If you have charging at home then slow chargers don’t make a blind bit of difference, but when public charging is limited to two hours of parking, or you pay after the first hour then slow charging becomes more of an issue.
The Road Trip Ability Test
Since the Porte de Nyon chargers were unavailable yesterday I tried fast chargers and the result was positive. Now that I know that fast charging is fast, as long as you’re patient about being trapped for half an hour or so, then the car gains in road trip feasibility.
Well Trained
If you go along some routes, by train, or bus, the infrequency is once per hour, so if you miss the connection the wait is an hour. If you know about one hour break you plan a meal, or a run, or to sit and read a book.
For those used to waiting for trains, and buses, the 30-50 minute fast charge is familiar.
The Home (Charger) Advantage
Fast charging is great, when you want to get from A to B, and each charging stop adds half an hour to a journey.
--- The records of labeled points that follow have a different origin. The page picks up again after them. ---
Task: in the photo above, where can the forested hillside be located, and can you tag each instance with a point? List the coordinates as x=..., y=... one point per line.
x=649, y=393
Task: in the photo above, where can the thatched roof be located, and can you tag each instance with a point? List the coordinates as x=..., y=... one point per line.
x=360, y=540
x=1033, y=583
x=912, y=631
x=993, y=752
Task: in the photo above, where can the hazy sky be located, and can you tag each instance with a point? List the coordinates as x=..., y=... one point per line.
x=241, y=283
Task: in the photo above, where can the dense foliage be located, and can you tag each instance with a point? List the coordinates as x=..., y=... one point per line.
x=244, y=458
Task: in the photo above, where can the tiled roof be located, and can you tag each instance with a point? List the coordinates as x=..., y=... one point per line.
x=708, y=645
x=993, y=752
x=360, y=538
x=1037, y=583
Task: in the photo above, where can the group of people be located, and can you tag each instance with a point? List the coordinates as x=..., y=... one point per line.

I found that the two hour charging window for the Fiat 500 was convenient because it was long enough to go for a run, or a walk, and then read a few pages of a book.
With the Leapomotor T03, with a charge time of five hours or more, that requires plans for half a day. That’s great if you’re spending the day at work, or if you have a home charger.
The Modern Village
Some villages, such as Arnex, Céligny and others have public charging stations where you can go to charge EVs. Others such as Eysins and others do not. There is a large parking space where it would be convenient to have public chargers with a preferential tariff for people living in the village. With a convenient local charger, EV accessability would grow.
This blog post exists because I need a new convenient solution.